The real Jerry Seinfeld stands up

For a while, this comic did a popular sitcom, but he told a Baltimore crowd that's all over -- yada, yada, yada ...

Pop Culture

May 06, 2001|By David Folkenflik, | David Folkenflik,,SUN TELEVISION WRITER

After three years of near-silence -- except for the occasional American Express ad -- Jerry Seinfeld told several thousand of his newest friends this past week that he expects to be out of television for good.

"This is really what I like to do more. This is my job, I did that for 25 years," Seinfeld said toward the end of his new stand-up act at Meyerhoff Symphony Hall Thursday night. "The show -- I don't know what that was -- it just sort of happened to me."

Thursday night's appearance was just his second big stand-up concert with new material since leaving the television show that transformed his much ado about nothing into something big. And a lot more has happened to him between then and now.

In the past few years, Seinfeld has broken up with his much younger girlfriend, married a woman who had just married someone else, and become a father. So, not surprisingly, his new act includes extensive riffs on dating, marriage and parenthood.

But insights into how he views his own experiences? Not so much. Instead, his new status as family man serves as a springboard for his material. Seinfeld the reborn standup presents himself as every bit as self-absorbed as his television persona. And his fans, it seems, couldn't be happier.

Take weddings, for instance. They're really just parties that aren't fun at all.

"A divorce -- you tell me you're splitting up, I'm there," he promised. "If I show up late in sweats and a T-shirt, maybe I get my gift back."

"If you're at a divorce, you're very likely at a ceremony that's going to last," he said. " 'They were delightful, charming people and the divorce was a big mistake' -- you don't hear that."

At one point, Seinfeld sounded a little burned by all of the attention his personal life has received, jokingly comparing the press coverage to a proctology exam. (It was one of the few punch lines that weren't fresh: President Nixon made almost the identical joke three decades ago.)

As for his daughter, Seinfeld said, she came as a delightful surprise. "We have a little baby -- which I love. I didn't want a baby. They're immature and lacking in adult responsibility." Then, with just a trace of the sentimentality that afflicts the more manic Robin Williams, he compared her to the unexpected prize in a kid's cereal box.

But even here, his trademark cynicism won out. "Let us make no mistake about why the babies are here," he warned. "They're here to take our place.

"Look at those baby eyes sometimes, and you'll see them say, 'Only a matter of time, my friend. All I've got to do is watch this mobile and wait your tired ass out. Drooling? Yeah, I'm drooling over all your stuff.' "

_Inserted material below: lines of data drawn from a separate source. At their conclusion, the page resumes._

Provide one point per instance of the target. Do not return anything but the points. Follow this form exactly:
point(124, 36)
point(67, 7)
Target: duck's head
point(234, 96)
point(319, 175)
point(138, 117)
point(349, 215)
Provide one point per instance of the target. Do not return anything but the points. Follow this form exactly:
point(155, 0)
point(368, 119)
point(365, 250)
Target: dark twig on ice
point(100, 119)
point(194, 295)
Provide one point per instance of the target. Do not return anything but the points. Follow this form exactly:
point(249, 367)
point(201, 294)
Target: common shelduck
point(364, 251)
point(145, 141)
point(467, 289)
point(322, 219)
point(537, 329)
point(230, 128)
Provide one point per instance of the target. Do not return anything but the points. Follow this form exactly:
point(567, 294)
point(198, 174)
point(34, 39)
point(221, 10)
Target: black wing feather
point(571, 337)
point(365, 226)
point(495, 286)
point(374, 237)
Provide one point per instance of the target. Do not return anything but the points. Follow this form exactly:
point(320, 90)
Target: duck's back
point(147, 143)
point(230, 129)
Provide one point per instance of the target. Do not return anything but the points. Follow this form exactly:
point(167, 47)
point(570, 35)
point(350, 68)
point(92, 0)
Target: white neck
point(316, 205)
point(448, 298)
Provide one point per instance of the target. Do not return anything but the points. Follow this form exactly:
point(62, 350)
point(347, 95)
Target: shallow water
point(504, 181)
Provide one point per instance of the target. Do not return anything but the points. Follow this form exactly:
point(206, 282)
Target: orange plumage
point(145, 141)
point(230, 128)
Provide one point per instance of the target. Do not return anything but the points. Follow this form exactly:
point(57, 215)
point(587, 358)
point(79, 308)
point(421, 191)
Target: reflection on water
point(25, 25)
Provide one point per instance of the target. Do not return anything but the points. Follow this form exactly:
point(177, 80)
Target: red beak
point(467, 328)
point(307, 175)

Stuff, as devotees well know, is Seinfeld's terra firma, his touchstone. Stuff, whether consumer products, trends or pop culture, is all. His targets for ridicule took in Manhattan's Upper West Side, Starbucks, Williams Sonoma, hype over the Oscars, women's makeup, men's hair, movie popcorn, and vacuous workplace expressions. But there was no rancor animating him, just an air of playful disbelief.

He laid into VH1's documentary series "Behind the Music," focusing on the personal struggles of various rock stars. "So not only was this guy able to waste his life," Seinfeld said, "he's managed to reach out from the grave and waste an hour of my life."

One of these documentaries uncovered that Liberace was gay, he reported with mock surprise. That prompted one woman to triumphantly shout out a trademark line from his TV show: "Not that there's anything wrong with that!"

Seinfeld turned to her and replied, "We covered that earlier in the evening."

His focus, it was clear, was on sharpening the new act, not resurrecting the old chestnuts. "It's up to you to decide," he told the crowd. "That's what we're doing tonight. I'm the comedian, but you make the decision -- even though you know nothing about comedy, you're not funny, you don't even work in a related field."

The audience, of course, roared.

Seinfeld's new material, which he's been honing at small clubs, has been introduced with a remarkably low profile, first at a concert in Oakland, Calif., and then with a turn on "the Late Show with David Letterman" in March. He's declining most requests for interviews. Now, he's embarked on a six-city tour of mid-sized cities, starting with Baltimore, and going on to Boston, Minneapolis, Pittsburgh, Providence and Rochester, N.Y.

It played well at the Meyerhoff. A standing ovation at the end of the show prompted him to bound back to command the microphone at center stage. "I know what you're thinking," he said, adopting a contemptuous tone. " 'How much material does he have? Mister TV.' "

Enough, it appeared. And a few ad libs, as well. When a public relations woman shamelessly plugged the Baltimore TV station that airs his show's reruns, Seinfeld found something new to gripe about.

"The show is on UPN 24?" he asked. "Couldn't I get into the teens?"